Os esteroides são compostos sintéticos similares ao hormônio testosterona e podem ser empregados legalmente em tratamentos clínicos. Em determinados casos, especialistas o prescrevem para tratarem pessoas que sofrem de anemia específica ou sarcopenia secundária à quimioterapia oncológica, bem como àqueles que apresentem insuficiência na produção natural de testosterona ou de outros hormônios sexuais, especialmente durante as pausas fisiológicas inerentes ao envelhecimento.

 

Ademais, é imprescindível que os pacientes que fazem uso de esteroides anabolizantes, quando atestada a indicação, sejam submetidos a monitoramento periódico, de modo que eventuais efeitos colaterais possam ser identificados e tratados precocemente.

 

Com efeito, é crucial que os profissionais exerçam cautela ao prescreverem esteroides anabolizantes, sobretudo para pessoas jovens e sadias que objetivem o aumento da massa muscular.
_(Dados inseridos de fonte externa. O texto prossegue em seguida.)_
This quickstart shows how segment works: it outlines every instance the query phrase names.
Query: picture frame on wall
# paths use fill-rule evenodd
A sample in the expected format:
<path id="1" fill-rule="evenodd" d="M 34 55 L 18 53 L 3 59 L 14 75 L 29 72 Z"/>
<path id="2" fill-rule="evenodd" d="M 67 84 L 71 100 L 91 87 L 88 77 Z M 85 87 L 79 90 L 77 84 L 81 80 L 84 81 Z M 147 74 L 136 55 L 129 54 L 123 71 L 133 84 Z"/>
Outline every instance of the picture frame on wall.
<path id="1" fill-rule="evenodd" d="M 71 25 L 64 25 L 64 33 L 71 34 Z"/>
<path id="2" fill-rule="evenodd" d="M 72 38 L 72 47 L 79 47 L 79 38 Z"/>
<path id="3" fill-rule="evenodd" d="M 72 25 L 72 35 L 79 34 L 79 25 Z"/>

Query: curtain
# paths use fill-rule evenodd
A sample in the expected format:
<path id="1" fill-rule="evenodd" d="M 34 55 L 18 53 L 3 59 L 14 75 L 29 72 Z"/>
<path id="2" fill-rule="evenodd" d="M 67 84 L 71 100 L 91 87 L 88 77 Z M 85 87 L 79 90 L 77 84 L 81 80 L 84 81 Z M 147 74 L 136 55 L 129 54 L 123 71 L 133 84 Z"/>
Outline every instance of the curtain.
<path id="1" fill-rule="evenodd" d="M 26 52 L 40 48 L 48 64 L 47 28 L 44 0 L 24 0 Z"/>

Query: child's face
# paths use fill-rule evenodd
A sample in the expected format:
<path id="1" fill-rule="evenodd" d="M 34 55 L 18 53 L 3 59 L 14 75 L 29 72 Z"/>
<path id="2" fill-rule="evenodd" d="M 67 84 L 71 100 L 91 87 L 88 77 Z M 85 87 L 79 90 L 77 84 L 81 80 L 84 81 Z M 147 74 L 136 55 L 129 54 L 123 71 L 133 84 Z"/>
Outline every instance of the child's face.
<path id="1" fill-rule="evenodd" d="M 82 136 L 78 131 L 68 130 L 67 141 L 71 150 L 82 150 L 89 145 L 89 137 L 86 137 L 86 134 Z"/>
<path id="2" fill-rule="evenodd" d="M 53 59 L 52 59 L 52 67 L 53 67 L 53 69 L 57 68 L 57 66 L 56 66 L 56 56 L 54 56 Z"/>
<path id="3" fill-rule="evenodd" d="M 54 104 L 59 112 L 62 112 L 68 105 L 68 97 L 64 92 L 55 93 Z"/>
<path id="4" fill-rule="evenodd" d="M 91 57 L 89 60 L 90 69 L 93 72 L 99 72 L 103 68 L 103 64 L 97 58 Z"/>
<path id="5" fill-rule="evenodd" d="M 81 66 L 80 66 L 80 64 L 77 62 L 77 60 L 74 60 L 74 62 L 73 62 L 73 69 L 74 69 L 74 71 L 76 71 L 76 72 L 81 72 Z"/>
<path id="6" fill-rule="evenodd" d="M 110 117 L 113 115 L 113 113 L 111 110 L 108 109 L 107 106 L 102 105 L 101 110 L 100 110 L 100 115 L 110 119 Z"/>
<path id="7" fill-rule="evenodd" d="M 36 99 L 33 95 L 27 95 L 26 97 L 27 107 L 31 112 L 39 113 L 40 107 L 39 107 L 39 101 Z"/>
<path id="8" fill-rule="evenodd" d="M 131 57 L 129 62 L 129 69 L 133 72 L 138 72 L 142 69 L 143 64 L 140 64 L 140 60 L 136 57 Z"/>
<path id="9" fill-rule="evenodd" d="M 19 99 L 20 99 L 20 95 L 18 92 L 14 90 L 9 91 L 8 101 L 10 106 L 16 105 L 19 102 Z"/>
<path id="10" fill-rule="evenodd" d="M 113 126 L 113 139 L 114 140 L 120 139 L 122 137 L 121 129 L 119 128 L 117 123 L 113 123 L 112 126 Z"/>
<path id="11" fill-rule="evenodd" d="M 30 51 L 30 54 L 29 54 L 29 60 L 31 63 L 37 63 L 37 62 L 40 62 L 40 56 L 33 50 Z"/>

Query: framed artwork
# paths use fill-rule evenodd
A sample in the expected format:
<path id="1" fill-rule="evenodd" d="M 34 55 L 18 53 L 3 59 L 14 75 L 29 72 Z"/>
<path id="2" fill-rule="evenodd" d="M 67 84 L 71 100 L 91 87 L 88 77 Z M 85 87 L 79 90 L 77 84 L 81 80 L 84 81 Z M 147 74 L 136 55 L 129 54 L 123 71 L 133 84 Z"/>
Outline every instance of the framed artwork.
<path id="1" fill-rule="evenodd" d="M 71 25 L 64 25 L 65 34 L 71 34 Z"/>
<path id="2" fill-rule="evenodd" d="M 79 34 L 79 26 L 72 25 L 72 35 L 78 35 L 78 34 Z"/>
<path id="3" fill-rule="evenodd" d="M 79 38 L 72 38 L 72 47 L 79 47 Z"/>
A prescrição dessas substâncias deve ser feita apenas quando houver condições clínicas específicas que justifiquem seu emprego.

 

O Conselho Federal de Medicina (CFM) é o órgão responsável por regulamentar a atuação médica no Brasil e, recentemente, divulgou um posicionamento sobre a prescrição de hormônios anabolizantes para fins estéticos e incremento do desempenho esportivo, que você confere neste link.

 

Antes de abordar os prós e contras da receita desses medicamentos, é importante destacar que o CFM reitera que a prescrição de hormônios anabolizantes para fins estéticos é considerada inadequada e não condizente com a prática médica. Conforme o posicionamento, “a busca incessante pelo corpo perfeito, incentivada pela sociedade, pode acarretar riscos à saúde, que variam de reações adversas e complicações até morte”.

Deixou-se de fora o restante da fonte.